In my first year in the university, I read two books – Vincent Peale’s The Power of Positive Thinking and Napoleon Hill’s Think and Grow Rich. Both books did not diverge from what I had learnt from the Church coming into the university: discipline, focus and ACTION would always triumph. By reading these men, it was evident that being talented is not just enough; you need to have the capacity to stay focused and then take action to execute any mission.
A senior student from my village had asked all entering students to read the books. First, he wanted us to have a positive attitude to anything FUTO (the university) was going to throw at us, and secondly, he wanted to challenge our discipline level that it was normal to wake up at 3am for a class starting at 9am if you desire to hear the professor! As he spoke to us in the village association chapter in the school, he repeated discipline many times. That discipline was time management – the capacity to have the control to focus on the important things.
As we know, the person that (sometimes) comes first in a class is not always the most academically talented. It could be that he/she has put more efforts than even those that are more talented. The lesson here is that skill and gifts are not enough, you need to have the capacity to stay focus and then take necessary action to execute any mission you have.
Tenacity is critical because without it, any mission could be lost. In business, I have come to understand that one of the most important skills is the capacity to do the best possible job at the shortest time possible on something with the highest impact. Yes, everything must be bounded by time because without that time consciousness you will not make progress. The world will not wait for you – you have to fit into the world as defined by 24 hours in a day.
Few months ago, someone asked me to help make a case before a Lagos bank CEO on a project. I spoke with the big man, and he noted that he would like to see a proposal. I passed the message to my guy, expecting a proposal within at most 48 hours.
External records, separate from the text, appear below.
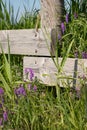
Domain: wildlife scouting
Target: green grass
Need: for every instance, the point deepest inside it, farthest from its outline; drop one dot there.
(46, 108)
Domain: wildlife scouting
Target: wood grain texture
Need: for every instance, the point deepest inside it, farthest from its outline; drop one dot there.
(24, 42)
(46, 71)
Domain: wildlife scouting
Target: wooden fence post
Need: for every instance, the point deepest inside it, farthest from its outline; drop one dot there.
(51, 18)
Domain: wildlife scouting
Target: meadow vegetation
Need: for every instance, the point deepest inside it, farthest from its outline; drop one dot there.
(30, 105)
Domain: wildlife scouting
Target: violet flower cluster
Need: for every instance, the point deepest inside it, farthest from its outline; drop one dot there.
(84, 55)
(4, 113)
(30, 72)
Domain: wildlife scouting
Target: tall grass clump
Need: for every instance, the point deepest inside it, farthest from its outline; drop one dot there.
(30, 105)
(8, 20)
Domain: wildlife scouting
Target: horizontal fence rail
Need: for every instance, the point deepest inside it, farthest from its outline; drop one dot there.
(24, 42)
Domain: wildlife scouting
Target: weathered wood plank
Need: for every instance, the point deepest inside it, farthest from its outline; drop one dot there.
(24, 42)
(46, 71)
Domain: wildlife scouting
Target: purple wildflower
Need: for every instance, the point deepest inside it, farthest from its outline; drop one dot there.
(59, 37)
(84, 55)
(29, 86)
(20, 91)
(35, 88)
(1, 91)
(63, 28)
(5, 116)
(67, 18)
(76, 54)
(31, 73)
(0, 121)
(75, 15)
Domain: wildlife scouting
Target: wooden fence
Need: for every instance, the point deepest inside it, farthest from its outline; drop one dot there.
(37, 55)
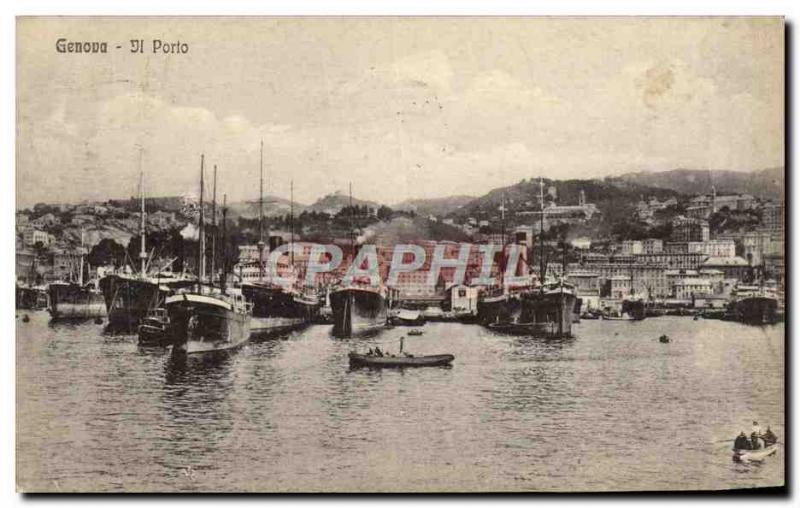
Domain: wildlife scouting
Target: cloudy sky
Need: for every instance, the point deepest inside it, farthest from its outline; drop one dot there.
(400, 107)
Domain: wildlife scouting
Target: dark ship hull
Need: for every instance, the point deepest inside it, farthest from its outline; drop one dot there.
(636, 309)
(755, 310)
(128, 299)
(73, 301)
(206, 325)
(549, 314)
(31, 298)
(498, 310)
(276, 310)
(358, 311)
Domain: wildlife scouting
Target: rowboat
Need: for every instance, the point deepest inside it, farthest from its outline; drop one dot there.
(358, 360)
(754, 455)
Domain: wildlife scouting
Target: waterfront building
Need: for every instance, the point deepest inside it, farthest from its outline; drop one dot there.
(652, 246)
(732, 267)
(463, 299)
(772, 216)
(715, 248)
(688, 288)
(581, 243)
(687, 229)
(629, 247)
(32, 236)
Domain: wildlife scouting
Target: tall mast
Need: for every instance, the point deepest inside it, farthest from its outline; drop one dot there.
(214, 227)
(201, 258)
(503, 221)
(291, 222)
(541, 230)
(142, 251)
(223, 275)
(261, 214)
(80, 273)
(352, 240)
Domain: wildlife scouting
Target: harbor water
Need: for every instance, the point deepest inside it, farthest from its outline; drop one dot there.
(610, 409)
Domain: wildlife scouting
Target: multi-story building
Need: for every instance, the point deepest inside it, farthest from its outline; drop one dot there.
(715, 248)
(732, 267)
(686, 229)
(32, 236)
(652, 246)
(772, 216)
(618, 286)
(678, 260)
(629, 247)
(688, 288)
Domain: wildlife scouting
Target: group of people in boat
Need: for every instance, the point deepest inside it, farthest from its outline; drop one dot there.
(757, 439)
(377, 351)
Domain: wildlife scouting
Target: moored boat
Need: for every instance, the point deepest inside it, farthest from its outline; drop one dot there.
(407, 317)
(31, 297)
(753, 305)
(71, 300)
(358, 310)
(207, 321)
(359, 360)
(154, 328)
(754, 455)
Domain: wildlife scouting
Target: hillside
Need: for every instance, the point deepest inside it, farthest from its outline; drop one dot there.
(434, 206)
(766, 183)
(273, 207)
(332, 203)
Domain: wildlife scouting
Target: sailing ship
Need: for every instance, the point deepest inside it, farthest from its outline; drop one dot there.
(73, 299)
(205, 319)
(130, 295)
(29, 295)
(549, 310)
(543, 311)
(277, 307)
(359, 307)
(751, 304)
(633, 306)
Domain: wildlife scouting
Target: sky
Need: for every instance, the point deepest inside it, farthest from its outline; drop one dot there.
(401, 107)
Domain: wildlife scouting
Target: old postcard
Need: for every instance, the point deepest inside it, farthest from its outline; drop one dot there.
(397, 254)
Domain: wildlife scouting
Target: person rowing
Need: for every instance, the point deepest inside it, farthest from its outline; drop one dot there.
(741, 442)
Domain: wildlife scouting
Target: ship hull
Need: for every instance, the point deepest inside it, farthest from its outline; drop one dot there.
(756, 310)
(550, 314)
(357, 312)
(31, 298)
(636, 309)
(499, 309)
(71, 301)
(276, 311)
(128, 299)
(200, 327)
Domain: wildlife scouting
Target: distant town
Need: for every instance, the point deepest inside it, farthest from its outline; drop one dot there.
(606, 238)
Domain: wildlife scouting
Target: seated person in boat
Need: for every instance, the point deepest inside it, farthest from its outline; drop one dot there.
(769, 437)
(741, 442)
(754, 444)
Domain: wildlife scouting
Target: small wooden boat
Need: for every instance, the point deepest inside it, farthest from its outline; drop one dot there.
(154, 328)
(359, 360)
(754, 455)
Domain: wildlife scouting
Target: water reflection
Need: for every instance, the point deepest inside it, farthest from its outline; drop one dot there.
(598, 411)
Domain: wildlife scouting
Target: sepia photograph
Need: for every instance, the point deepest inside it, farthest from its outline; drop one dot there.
(397, 254)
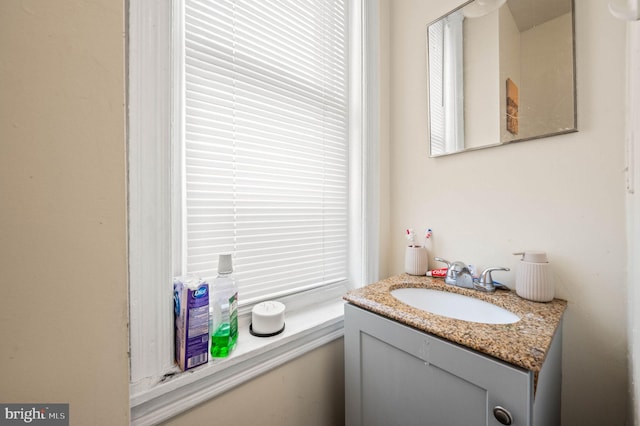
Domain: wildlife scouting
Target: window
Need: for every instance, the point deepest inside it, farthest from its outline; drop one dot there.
(180, 162)
(264, 143)
(446, 103)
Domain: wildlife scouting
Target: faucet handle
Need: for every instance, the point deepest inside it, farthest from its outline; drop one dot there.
(486, 280)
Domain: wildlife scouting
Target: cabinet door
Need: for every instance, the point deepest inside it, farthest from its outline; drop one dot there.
(396, 375)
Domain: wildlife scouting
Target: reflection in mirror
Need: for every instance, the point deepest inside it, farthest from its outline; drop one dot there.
(500, 71)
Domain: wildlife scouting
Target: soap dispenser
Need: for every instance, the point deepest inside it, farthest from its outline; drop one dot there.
(534, 280)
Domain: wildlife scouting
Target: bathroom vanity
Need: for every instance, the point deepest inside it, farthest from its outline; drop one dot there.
(406, 366)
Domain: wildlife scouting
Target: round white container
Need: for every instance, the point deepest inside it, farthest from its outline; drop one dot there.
(267, 319)
(534, 281)
(416, 260)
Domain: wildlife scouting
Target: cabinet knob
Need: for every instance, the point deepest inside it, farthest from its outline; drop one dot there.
(502, 415)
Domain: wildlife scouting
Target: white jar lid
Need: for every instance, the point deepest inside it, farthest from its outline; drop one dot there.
(533, 256)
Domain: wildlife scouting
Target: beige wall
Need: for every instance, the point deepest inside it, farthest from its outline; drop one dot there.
(564, 195)
(63, 315)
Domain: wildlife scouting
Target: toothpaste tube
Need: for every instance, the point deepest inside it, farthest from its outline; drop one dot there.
(437, 273)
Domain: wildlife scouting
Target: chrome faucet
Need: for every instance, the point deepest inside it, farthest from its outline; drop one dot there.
(486, 282)
(458, 274)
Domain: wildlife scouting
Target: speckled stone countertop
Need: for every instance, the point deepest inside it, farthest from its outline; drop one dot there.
(524, 343)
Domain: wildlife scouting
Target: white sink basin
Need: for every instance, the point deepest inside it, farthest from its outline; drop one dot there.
(454, 305)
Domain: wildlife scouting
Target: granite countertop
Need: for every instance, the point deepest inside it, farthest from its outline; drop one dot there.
(524, 343)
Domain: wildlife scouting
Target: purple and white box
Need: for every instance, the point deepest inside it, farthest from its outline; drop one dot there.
(191, 308)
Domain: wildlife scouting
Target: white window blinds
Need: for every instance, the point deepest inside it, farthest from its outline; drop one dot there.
(265, 149)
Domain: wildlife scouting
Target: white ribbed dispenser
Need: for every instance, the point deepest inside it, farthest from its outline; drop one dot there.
(416, 260)
(534, 280)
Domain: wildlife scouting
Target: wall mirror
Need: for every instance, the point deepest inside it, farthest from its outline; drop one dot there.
(500, 71)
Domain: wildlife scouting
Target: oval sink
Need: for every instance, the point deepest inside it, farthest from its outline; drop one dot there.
(454, 305)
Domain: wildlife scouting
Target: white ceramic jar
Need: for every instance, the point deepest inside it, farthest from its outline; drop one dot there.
(534, 279)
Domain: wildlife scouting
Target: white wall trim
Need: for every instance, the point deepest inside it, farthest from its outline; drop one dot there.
(253, 357)
(149, 184)
(633, 211)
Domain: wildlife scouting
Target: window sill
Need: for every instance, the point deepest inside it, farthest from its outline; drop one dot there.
(305, 330)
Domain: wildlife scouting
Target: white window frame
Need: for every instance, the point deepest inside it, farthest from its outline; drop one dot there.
(157, 391)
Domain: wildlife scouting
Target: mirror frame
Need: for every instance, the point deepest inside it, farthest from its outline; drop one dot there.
(574, 129)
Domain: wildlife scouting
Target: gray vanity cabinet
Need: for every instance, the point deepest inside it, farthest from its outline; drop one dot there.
(397, 375)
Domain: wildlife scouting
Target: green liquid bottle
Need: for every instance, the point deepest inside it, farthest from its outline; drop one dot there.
(224, 329)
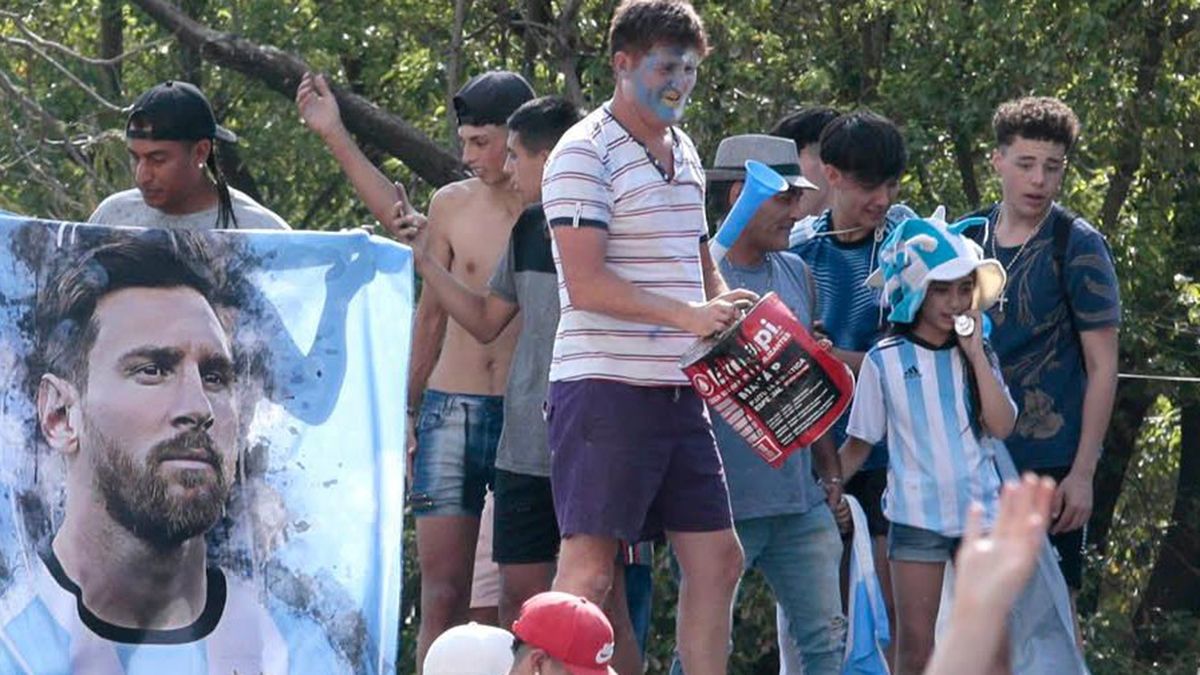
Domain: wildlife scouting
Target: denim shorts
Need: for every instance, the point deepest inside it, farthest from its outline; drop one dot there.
(455, 464)
(917, 544)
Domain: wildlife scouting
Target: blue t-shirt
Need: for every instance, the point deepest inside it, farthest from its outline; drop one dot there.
(849, 309)
(1036, 335)
(756, 490)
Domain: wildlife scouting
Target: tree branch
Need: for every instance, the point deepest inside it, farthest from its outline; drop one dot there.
(282, 72)
(69, 52)
(91, 93)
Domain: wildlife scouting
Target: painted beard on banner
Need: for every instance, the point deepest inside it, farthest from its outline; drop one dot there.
(142, 499)
(664, 81)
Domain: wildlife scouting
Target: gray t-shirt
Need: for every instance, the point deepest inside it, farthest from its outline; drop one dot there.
(756, 490)
(127, 208)
(526, 275)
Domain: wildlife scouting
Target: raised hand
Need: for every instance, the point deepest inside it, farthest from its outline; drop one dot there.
(407, 225)
(993, 569)
(317, 105)
(717, 315)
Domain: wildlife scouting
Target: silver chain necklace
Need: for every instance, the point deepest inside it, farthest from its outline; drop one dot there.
(1012, 263)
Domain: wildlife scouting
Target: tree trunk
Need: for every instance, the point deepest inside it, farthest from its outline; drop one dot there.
(191, 63)
(282, 72)
(454, 70)
(112, 45)
(1175, 581)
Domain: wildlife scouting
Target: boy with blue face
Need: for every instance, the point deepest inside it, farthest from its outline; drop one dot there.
(631, 447)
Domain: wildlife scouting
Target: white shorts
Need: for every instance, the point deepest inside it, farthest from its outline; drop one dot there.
(485, 586)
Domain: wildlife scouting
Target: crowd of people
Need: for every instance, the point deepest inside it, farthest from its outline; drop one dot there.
(553, 438)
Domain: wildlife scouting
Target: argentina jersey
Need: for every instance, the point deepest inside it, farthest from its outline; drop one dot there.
(918, 396)
(45, 629)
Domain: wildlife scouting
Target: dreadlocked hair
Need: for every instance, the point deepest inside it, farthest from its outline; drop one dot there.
(226, 216)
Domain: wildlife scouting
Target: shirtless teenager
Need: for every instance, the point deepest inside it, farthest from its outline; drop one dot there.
(454, 402)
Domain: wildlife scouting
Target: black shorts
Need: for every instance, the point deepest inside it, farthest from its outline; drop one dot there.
(868, 488)
(1068, 547)
(526, 530)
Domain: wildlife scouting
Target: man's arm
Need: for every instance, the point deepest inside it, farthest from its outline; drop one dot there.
(714, 284)
(825, 460)
(483, 315)
(593, 287)
(430, 323)
(318, 109)
(1073, 499)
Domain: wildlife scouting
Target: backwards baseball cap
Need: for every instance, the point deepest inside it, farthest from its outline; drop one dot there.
(772, 150)
(570, 629)
(174, 111)
(491, 97)
(923, 250)
(471, 650)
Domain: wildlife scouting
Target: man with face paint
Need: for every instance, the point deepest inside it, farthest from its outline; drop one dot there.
(138, 395)
(633, 451)
(456, 383)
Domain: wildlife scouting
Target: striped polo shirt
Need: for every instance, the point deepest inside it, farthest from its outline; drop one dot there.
(599, 175)
(937, 460)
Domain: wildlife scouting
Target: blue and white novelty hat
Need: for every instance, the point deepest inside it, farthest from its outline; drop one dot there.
(922, 250)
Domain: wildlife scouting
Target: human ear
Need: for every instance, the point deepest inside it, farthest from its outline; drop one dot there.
(57, 406)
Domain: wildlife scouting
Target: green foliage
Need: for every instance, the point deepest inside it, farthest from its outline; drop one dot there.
(936, 66)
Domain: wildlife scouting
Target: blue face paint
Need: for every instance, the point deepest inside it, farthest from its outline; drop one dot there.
(664, 81)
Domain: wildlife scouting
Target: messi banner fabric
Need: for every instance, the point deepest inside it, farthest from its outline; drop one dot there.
(202, 449)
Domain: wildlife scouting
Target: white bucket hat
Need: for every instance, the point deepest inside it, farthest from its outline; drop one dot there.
(922, 250)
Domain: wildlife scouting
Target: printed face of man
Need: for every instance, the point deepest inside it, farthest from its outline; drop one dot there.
(526, 169)
(1031, 173)
(157, 413)
(661, 79)
(484, 151)
(168, 173)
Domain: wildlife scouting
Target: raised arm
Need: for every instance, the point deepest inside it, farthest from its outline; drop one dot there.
(430, 323)
(318, 109)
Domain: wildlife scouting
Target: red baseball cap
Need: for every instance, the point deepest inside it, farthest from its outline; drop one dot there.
(570, 629)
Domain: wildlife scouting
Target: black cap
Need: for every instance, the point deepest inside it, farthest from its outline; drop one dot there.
(174, 111)
(491, 97)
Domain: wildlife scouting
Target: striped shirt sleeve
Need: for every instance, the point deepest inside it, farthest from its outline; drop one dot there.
(576, 187)
(868, 419)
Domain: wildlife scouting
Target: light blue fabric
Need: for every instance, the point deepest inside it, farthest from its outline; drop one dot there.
(315, 525)
(868, 633)
(1042, 623)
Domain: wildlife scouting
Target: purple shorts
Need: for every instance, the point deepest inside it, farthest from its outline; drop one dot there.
(630, 463)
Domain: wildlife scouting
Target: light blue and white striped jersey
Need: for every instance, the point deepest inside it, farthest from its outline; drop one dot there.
(918, 396)
(45, 628)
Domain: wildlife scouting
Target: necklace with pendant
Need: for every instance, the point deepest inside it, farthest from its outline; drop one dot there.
(1012, 263)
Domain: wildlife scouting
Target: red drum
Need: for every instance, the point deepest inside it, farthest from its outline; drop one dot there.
(771, 381)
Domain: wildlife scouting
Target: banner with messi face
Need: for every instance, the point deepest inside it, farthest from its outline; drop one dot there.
(201, 459)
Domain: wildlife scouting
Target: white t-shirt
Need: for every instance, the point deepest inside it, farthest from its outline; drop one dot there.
(127, 208)
(599, 175)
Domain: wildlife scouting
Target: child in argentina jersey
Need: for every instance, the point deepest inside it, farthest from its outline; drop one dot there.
(935, 392)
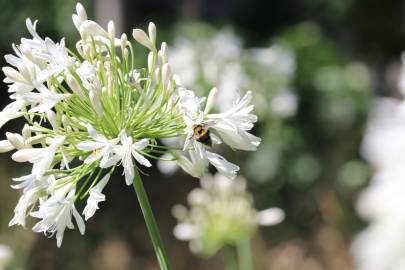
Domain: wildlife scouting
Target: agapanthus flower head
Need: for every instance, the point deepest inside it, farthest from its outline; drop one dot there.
(91, 110)
(6, 255)
(221, 213)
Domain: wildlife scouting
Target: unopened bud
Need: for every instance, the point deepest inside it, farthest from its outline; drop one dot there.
(166, 72)
(210, 100)
(152, 33)
(95, 101)
(150, 61)
(111, 29)
(163, 53)
(81, 12)
(6, 146)
(74, 86)
(16, 140)
(143, 39)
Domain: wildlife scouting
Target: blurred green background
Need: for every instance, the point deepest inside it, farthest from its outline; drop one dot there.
(314, 67)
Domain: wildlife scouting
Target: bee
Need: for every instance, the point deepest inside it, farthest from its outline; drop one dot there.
(202, 134)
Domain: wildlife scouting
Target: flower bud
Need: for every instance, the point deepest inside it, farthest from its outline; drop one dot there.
(124, 41)
(26, 132)
(95, 101)
(74, 86)
(16, 140)
(210, 100)
(163, 53)
(90, 28)
(143, 39)
(87, 50)
(166, 72)
(269, 217)
(152, 33)
(13, 74)
(111, 29)
(81, 12)
(52, 118)
(126, 53)
(150, 61)
(6, 146)
(25, 154)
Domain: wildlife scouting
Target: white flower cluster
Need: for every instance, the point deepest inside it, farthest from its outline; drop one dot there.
(382, 244)
(6, 255)
(221, 213)
(92, 110)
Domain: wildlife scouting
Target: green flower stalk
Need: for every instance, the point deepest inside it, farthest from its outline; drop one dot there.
(91, 111)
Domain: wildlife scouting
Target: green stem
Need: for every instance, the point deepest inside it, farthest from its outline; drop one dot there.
(229, 258)
(245, 255)
(150, 222)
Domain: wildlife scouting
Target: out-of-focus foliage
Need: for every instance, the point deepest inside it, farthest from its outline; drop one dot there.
(312, 94)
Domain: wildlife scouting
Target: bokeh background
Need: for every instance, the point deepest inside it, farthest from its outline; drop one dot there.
(315, 68)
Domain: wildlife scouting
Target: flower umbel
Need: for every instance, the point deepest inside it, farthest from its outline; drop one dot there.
(92, 110)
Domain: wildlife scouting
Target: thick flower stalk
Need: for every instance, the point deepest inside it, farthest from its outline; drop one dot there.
(91, 110)
(221, 213)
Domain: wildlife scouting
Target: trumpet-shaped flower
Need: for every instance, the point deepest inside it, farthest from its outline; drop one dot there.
(56, 214)
(95, 197)
(101, 147)
(91, 111)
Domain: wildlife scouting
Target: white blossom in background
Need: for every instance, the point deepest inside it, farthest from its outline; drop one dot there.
(381, 245)
(6, 255)
(214, 60)
(221, 213)
(89, 111)
(219, 59)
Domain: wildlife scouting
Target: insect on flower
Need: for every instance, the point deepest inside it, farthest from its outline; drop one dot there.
(91, 111)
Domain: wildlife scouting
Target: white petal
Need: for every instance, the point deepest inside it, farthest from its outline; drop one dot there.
(223, 166)
(269, 217)
(142, 144)
(141, 159)
(143, 39)
(5, 146)
(25, 155)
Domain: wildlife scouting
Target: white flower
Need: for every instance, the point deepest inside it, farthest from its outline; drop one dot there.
(101, 146)
(96, 196)
(11, 111)
(41, 158)
(221, 213)
(194, 166)
(231, 126)
(43, 101)
(56, 214)
(6, 254)
(26, 201)
(124, 153)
Ten days went and on the 13th day, I received something. Unfortunately, the “excellent” proposal was defective: it expired on arrival. He might have done better with 70% quality of the final product if he had submitted within 24 hours. The bank had moved on: bank CEOs work on hours and not on weeks! That explains why Facebook has in its employment handbook: the Quick Shall Inherit the Earth. Simply, time matters.
For digital startups, for anything you do, develop a good habit of working fast. It does not have to be absolutely perfect, but it needs to be done fast. Sure, there are exceptions on when you need to commit more than necessary time to get something perfect. Yet, even in those moments, your time investment cannot be unbounded.
My point is that mastering how to work fast will take your far. The key in this age is the Minimum Viable Quality and that means you cannot wait for a completely 100% perfect product to launch. If you launch after you have attained that MVQ, your customers will help in shaping the path to the “perfect product”.
The deal is this: the construct of quality has no meaning until the price of the product is put into considerations. I always ask entrepreneurs to build for the Minimum Viable Quality (MVQ) bounded by the product target price which market will respond. You can build rockets to fly around the world: that is an engineering possibility. But does that make a business sense if no one can afford it? Ask the makers of Concorde for answers
No product is perfect and you can never launch a perfect product – you just need to launch a product which has attained an MVQ. The implication is to understand that you need to get something out and then continue to evolve the product. They are still working on Google Search and that will continue for decades as long as Google remains in business.